So many times people are caught saying they started doing something “they used to love” again. They stopped singing when others could hear, they stopped painting, they stopped dancing. They stopped at one point, possibly because of the direction of their lives. Possible because they wanted to do something even more than that one thing. Even when women who thought they’d never ride again finally get back in the saddle, you hear them say, “Oh, I used to love to do this.”
You don’t lose the desire to do something you love that organically. Your desire might be stifled, but I don’t think it ever gets lost or dies. If it did, that new re-rider wouldn’t have climbed back into the saddle. There are parts of us we have to hang on to, regardless of what our life looks like. You might have more responsibilities to other people and you might not be the sole benefactor of your time, but you have to hang on to the parts of yourself getting looser every day.
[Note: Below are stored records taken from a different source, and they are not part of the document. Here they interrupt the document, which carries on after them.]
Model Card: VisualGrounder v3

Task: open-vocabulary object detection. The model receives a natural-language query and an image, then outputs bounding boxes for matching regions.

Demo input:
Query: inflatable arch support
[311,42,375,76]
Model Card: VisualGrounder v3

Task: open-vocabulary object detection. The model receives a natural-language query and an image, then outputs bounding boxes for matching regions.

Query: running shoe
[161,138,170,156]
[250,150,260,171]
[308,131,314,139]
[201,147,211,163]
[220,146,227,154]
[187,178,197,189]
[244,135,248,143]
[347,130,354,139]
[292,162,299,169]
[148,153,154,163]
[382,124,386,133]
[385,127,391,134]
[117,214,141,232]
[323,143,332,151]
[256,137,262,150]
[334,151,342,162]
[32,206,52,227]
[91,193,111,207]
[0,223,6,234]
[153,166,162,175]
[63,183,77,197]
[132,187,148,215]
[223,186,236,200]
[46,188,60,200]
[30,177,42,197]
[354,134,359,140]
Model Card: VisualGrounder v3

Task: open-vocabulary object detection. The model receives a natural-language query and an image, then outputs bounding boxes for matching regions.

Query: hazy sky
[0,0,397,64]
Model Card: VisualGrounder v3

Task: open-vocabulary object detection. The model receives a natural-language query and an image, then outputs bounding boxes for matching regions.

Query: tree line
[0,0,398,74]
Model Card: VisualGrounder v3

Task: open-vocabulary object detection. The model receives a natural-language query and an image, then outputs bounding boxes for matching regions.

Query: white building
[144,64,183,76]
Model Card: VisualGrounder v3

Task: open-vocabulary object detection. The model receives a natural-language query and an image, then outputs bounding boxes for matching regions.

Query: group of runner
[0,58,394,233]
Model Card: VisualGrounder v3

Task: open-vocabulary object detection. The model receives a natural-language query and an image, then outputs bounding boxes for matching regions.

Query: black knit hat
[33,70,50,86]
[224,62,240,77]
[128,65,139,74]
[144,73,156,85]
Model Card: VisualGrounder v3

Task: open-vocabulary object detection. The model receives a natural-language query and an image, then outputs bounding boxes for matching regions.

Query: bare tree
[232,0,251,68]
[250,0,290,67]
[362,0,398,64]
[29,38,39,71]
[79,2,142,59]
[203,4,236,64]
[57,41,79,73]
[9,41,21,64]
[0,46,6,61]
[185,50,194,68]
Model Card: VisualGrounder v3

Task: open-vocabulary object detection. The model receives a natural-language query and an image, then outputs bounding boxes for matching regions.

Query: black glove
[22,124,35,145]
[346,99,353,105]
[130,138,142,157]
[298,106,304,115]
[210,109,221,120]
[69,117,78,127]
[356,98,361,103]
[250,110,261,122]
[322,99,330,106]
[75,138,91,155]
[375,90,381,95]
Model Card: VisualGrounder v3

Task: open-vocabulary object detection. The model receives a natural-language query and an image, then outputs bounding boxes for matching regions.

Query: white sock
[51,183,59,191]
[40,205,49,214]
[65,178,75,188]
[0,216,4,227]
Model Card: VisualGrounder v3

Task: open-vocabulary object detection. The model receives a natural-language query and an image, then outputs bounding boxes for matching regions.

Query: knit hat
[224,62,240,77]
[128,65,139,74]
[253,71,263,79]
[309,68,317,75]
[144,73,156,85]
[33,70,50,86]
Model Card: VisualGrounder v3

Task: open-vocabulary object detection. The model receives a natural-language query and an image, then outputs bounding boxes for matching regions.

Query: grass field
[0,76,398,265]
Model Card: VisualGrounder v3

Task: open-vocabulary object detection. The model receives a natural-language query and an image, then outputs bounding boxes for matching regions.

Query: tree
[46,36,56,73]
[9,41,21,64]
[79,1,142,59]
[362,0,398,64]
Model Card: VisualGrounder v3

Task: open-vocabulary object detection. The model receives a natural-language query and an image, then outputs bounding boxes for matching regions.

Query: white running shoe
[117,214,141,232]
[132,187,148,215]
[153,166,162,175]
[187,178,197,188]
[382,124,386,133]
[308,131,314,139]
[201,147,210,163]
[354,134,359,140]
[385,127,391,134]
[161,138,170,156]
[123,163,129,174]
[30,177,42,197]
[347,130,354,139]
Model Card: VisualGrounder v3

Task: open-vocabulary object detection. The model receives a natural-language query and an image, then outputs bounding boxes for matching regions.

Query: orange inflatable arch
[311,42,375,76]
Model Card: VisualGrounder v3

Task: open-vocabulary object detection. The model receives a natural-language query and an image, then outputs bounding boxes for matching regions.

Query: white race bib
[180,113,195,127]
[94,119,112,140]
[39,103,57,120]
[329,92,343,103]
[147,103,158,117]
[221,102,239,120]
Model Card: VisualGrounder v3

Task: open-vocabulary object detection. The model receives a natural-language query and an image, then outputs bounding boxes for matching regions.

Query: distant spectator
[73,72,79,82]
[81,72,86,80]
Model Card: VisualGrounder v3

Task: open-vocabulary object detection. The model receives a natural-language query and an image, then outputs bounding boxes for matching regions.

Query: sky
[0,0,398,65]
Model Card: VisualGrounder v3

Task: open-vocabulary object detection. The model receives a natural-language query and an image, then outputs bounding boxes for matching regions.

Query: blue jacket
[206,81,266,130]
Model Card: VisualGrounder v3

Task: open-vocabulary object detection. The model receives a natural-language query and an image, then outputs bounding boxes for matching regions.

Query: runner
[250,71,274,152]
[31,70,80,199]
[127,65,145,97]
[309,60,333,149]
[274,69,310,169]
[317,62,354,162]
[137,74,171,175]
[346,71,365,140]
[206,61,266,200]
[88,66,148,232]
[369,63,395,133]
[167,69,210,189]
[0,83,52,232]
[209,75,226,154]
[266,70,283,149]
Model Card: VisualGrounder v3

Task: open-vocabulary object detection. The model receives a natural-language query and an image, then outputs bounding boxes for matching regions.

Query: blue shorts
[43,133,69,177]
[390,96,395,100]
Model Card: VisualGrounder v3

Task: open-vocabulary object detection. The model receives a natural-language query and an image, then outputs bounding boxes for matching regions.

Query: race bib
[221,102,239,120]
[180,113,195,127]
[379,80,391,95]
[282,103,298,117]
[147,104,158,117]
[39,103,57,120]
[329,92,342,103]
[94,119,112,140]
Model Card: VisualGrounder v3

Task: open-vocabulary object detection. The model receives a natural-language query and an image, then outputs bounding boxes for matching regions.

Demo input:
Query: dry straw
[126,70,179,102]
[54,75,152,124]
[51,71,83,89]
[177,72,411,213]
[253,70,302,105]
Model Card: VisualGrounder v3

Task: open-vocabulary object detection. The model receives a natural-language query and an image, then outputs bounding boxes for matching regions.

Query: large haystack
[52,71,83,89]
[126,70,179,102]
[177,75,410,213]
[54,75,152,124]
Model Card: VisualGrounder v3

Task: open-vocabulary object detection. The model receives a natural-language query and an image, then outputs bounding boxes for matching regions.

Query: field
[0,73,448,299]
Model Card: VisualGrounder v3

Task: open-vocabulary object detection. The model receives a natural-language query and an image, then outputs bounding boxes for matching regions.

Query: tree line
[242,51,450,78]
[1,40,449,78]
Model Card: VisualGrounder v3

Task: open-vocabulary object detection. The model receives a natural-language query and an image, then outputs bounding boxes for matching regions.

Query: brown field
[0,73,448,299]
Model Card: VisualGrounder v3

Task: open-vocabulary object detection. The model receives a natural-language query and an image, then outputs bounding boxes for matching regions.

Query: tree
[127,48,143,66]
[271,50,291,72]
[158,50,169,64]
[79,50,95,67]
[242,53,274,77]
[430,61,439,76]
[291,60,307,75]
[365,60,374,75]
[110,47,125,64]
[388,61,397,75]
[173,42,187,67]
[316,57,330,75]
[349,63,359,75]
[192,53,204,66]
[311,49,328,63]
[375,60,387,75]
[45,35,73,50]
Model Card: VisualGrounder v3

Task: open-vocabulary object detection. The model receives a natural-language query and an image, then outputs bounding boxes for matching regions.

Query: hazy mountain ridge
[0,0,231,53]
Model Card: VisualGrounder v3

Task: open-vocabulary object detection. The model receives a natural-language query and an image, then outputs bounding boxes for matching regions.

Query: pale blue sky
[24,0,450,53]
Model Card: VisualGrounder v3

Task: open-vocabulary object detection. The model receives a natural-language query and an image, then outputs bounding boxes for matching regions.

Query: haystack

You have to, at least you have to make an effort to hang on to the parts of you that are important to you.
We spend a lot of time trying to trim our figurative fat to fit into a certain mold. Sometimes what we cut isn’t fat, it’s our childhood dreams and the goals we never quite reached. It’s almost like we get rid of a part of ourselves because there was a whisper in the wind that said, “You can’t be that, not here. Not now. Not anymore.” But why do we even bother listening? It isn’t like society gives great advice, usually.
Instead, society offers suggestions like throw away your Lisa Frank folder that’s purple and filled with glitter kittens. Stop reading those books, they’re childish and you have other things you need to do. Horses are for children, not grown adults who have jobs. Singing is for children who like to act out in front of their parents, not for part-time college students. Your likes, dislikes, passions, or even the things you hate are yours to keep and do whatever you’d like with because they were a part of you before the world told you who you should be.
Who were you before the world told you who you should be?
I liked to write stories about talking cats on my mom’s typewriter because I thought the keys sounded neat. I was friendly enough to make small talk with a brick wall. I was happy with my emotions because no one told me I was too much. There’s a lot of me that I’m discovering now that I didn’t even know about, because I’m slowly remembering that there was a me before I knew others expected things from me.
And now, with that in mind, I try to look forward to discovering who I am now and who I was then because I really do believe there are some things you just never lose. There are some parts of you that are so intrinisic you cannot rid yourself of them. Instead, we should be celebrating those parts of us. However hilarious it may be, I’ve come to simply accept my love of cats as a part of me and not something I need to pretend I don’t have. Come Siamese, come tabby, come hairless cat. The more the merrier. I’ve come to accept I will forever and always be the little girl who loved a pony. Stick to what you love, allow yourself to have new authentic desires, and chase who you were before the world told you who you couldn’t be.